# Interesting Galley Idea: Build It In!



## dacap06 (Feb 2, 2008)

Now, this looks like the sort of thing I'd like to see in galley design!


----------



## Minnewaska (Feb 21, 2010)

It seems like a cool idea at first, but I'm picturing scraps making it to the floor. If you put a ridge around it, using a knife would be tough. I've also never seen a built in galley trash receptacle that would hold more than an hours worth of garbage. We still tie a bag to the companionway and use the built-in as storage.

But, if you had the room to make it work, it would be cool.


----------



## Siamese (May 9, 2007)

The dishwasher's a nice idea.


----------



## PCP (Dec 1, 2004)

Only on a big boat. On a 34/36ft that block that is there occupied by the garbage and by a removable bench is normally used on a 34/36ft for a drawer for the tableware and an inferior cabinet for the garbage. If that solution is used there will be no space for any drawer


----------



## KeelHaulin (Mar 7, 2006)

A starboard cutting board that bridges your galley sink will do the same. I have a store bought one that has a built in collapsible basket for the chopped food (or for the waste if you prefer). It sits perfectly over the double sink.


----------



## T37Chef (Oct 9, 2006)

I love the wooden cutting board!!!


----------



## dvuyxx (Jun 23, 2009)

That cutting board would need to be removeable to be rinse/washed.


----------



## miatapaul (Dec 15, 2006)

T37Chef said:


> I love the wooden cutting board!!!


Now you started it! Cheif2sail will be here to tell us how bad they are! :laugher

Looks to me to be a waste of some drawer space, and easy to for get to open the trash can, making a mess, but some happy dogs! You could cut a hole in a cutting board that fits over the sink and put a bowl under it to catch the cuttings.
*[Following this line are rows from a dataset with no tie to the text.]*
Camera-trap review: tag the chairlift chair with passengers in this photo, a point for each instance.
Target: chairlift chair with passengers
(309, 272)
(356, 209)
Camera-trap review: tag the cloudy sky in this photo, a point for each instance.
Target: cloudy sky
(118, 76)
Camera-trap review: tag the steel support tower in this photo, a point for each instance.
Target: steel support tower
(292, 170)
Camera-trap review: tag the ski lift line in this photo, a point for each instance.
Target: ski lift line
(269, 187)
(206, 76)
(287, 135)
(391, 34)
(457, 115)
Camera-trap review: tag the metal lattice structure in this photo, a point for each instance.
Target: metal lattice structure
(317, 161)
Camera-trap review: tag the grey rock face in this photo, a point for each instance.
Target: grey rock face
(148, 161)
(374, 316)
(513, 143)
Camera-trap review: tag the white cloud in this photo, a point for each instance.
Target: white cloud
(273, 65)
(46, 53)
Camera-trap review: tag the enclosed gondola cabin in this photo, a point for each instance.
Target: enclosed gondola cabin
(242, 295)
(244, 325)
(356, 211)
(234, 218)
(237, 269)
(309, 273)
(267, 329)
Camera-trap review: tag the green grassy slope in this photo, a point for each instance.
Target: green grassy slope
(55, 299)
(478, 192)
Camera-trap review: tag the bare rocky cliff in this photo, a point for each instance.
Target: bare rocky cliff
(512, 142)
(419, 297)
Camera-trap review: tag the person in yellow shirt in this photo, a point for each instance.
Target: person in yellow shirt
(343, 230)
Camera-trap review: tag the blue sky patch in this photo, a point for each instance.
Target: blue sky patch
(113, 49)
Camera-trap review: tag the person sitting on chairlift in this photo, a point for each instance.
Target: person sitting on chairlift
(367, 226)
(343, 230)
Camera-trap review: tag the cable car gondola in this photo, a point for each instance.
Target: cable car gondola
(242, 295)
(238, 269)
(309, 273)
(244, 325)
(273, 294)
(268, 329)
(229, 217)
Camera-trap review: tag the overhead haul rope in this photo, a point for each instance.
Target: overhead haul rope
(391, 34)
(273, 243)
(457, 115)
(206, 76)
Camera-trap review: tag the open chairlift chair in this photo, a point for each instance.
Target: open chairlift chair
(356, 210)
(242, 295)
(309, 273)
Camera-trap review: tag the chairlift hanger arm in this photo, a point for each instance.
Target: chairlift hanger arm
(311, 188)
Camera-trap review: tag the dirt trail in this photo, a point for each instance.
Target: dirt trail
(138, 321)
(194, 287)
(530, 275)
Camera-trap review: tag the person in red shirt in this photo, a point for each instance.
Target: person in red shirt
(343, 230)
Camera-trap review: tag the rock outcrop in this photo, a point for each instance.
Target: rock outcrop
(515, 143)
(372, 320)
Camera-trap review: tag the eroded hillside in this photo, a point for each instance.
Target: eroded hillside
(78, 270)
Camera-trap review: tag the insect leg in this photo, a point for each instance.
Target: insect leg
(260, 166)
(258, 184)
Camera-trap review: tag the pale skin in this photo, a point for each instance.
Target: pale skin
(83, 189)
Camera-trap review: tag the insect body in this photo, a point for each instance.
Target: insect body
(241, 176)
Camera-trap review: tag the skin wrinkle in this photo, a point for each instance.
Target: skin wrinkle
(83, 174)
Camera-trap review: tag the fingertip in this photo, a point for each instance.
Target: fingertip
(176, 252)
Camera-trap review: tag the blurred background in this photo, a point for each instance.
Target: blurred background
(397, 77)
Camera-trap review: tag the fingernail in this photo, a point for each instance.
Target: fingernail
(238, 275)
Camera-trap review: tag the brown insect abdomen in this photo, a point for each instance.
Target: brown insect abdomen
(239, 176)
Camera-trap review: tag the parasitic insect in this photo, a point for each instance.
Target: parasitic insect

I agree with Minnewaska all the built in's I have ever seen have been so small they don't make piratical sense. If they were big enough they would take up too much valuable storage space.


----------



## Barquito (Dec 5, 2007)

Someone has posted similar mod. Only the thickness of the board slides in and out. Is useful for cutting and additional counter space. I would use something less permiable than wood.


----------



## MedSailor (Mar 30, 2008)

I like the idea but I would expect that all that steel drawer hardware to rust pretty quick...

Medsailor


----------



## bobmcgov (Jul 19, 2007)

Thoughts from a kitchen guy....

SS full extension slides are available. Expensive, but available. As are hold-shut and hold-open slides -- RV industry drives that market. Not sure any one slide contains all three features. Possibly in Europe, but never seen one in the US. You'd pay $50+ per set. The other issue is dynamic load capacity (typically 75-130# for FEXT slides as pictured) and side-loading: one difference between a kitchen slide out and one on a boat is the likelihood the chef is gonna get thrown against it, or grab it for support when a big wake hits. That's an issue with moveable bits.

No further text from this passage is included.